Friday, 16 July 2010

Our local police are making progress...

At the West Hampstead Safer Neighbourhood Police Panel meeting on the 15th July the panel members heard about the latest successes achieved by our local police team.

The panel's newest priority is to reduce the total amount of crime occurring at the O2 Centre. Happily the panel's newest member, Mark Packer the O2 General Manager, was also present. So much of our debating time was used to find out about the interface between the various stores' and restaurants' security teams and the Safer Neighbourhood officers.

One interesting fact that emerged was that it was Sainsburys' policy not to record shoplifting offences to the police where the value of goods was less than £50, preferring instead for their own security staff to intervene, recover the goods from thieves immediately outside the premises, and then to ban shoplifters from the store.

As the Safer Neighbourhood Panel was being asked to set a target of reducing crime at the O2 Centre by 10% over 12 months, I felt that we should also expect a 10% reduction in the separately held records of minor shoplifting offences at Sainsburys too, otherwise we could not judge whether the extra focus of our police team had had any effect over the year.

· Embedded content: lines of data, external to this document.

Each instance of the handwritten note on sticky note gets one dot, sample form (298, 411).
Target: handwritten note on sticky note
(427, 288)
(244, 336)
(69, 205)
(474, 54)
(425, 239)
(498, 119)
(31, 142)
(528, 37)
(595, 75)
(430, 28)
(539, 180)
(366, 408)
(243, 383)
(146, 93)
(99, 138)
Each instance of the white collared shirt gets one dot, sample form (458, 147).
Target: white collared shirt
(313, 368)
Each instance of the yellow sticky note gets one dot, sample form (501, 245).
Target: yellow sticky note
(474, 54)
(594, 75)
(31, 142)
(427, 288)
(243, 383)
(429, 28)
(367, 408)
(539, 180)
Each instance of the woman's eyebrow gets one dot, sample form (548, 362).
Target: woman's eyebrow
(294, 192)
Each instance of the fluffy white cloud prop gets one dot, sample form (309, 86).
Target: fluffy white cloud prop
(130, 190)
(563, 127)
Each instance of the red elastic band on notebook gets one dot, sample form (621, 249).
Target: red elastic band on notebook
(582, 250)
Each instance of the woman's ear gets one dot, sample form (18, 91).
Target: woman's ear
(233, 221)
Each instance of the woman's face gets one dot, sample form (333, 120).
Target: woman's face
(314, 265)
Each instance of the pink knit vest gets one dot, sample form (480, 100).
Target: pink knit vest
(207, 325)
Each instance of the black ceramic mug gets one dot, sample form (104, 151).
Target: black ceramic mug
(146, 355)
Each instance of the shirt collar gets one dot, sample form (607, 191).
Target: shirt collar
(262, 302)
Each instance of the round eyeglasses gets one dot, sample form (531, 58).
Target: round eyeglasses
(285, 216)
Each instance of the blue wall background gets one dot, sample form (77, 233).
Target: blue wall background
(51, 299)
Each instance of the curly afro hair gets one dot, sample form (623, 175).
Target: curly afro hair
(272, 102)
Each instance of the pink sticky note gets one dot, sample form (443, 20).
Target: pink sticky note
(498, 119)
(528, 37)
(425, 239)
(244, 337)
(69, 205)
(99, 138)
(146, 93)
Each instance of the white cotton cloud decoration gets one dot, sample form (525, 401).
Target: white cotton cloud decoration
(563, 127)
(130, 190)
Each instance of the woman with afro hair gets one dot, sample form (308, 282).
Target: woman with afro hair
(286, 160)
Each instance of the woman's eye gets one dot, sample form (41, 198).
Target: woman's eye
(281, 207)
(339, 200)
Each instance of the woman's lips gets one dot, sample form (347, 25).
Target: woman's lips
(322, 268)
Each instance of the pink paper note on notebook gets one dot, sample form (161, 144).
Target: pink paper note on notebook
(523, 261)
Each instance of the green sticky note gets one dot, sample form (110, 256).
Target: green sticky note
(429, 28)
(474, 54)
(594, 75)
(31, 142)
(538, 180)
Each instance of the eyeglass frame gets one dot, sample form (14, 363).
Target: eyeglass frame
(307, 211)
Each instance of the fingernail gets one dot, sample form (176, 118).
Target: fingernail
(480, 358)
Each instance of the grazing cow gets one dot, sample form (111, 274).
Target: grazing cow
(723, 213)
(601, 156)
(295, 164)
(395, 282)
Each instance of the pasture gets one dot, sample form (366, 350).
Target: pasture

One interesting anecdote was the story of an arrest by one of our constables of a shoplifter who attempted to push a trolley out of the store without paying, piled high with over £450 worth of meat and cheese. Back at the station he was tested for drugs in which he proved positive for opiates and heroin. It appeared the attempted theft was to sell the goods to fund a drug habit. The interesting end of this story was that the thief appeared before a magistrates court and was sentenced to prison for 4 months the day after the offence, the fastest result recorded for our team in recent years.

Other measures being promoted by the team to reduce the number of bags stolen in restaurants is to encourage the proprietors to fix "Chelsea Clips"under tables to allow bags to be hung from them, rather than their customers take the risk of placing bags on the floor.

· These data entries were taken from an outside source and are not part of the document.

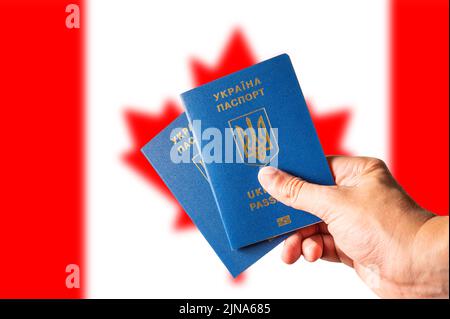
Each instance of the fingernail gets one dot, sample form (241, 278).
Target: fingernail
(265, 176)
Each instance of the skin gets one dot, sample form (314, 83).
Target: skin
(399, 249)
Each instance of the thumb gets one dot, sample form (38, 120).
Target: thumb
(292, 191)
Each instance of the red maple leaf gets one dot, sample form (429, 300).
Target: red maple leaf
(236, 55)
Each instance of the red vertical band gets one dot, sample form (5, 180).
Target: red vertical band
(420, 100)
(41, 166)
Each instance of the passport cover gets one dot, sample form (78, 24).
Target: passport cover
(189, 185)
(266, 96)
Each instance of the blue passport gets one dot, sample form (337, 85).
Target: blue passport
(246, 120)
(189, 185)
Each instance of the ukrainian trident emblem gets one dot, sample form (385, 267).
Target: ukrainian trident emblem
(254, 137)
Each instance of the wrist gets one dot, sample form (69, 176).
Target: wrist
(429, 259)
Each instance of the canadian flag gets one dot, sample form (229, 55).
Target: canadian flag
(84, 85)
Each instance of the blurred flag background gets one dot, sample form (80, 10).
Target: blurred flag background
(77, 104)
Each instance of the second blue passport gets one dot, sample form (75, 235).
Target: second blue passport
(189, 185)
(261, 114)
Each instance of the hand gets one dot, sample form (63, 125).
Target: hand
(370, 224)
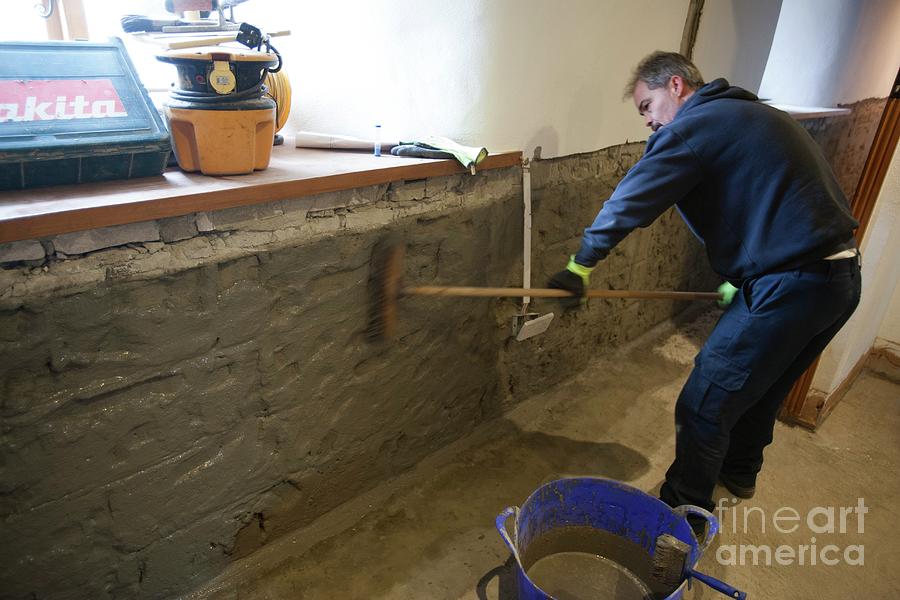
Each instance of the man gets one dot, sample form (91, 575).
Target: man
(757, 191)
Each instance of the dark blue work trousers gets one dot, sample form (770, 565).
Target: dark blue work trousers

The meeting also studied the statistics for offences like affray and actual bodily harm within the Centre. One conclusion was to encourage the O2 Centre's new owners, Land Securities, to consider finding a different tenant for the unit currently occupied by the Walkabout chain.

One other interesting anecdote was that a brothel has now been closed in Wedgwood Walk on Lymington Road after officers posed as potential clients to a woman who rented a leasehold flat there. After a warning failed to stop her activities contact was made to the leaseholder who lived abroad. The place is now sealed.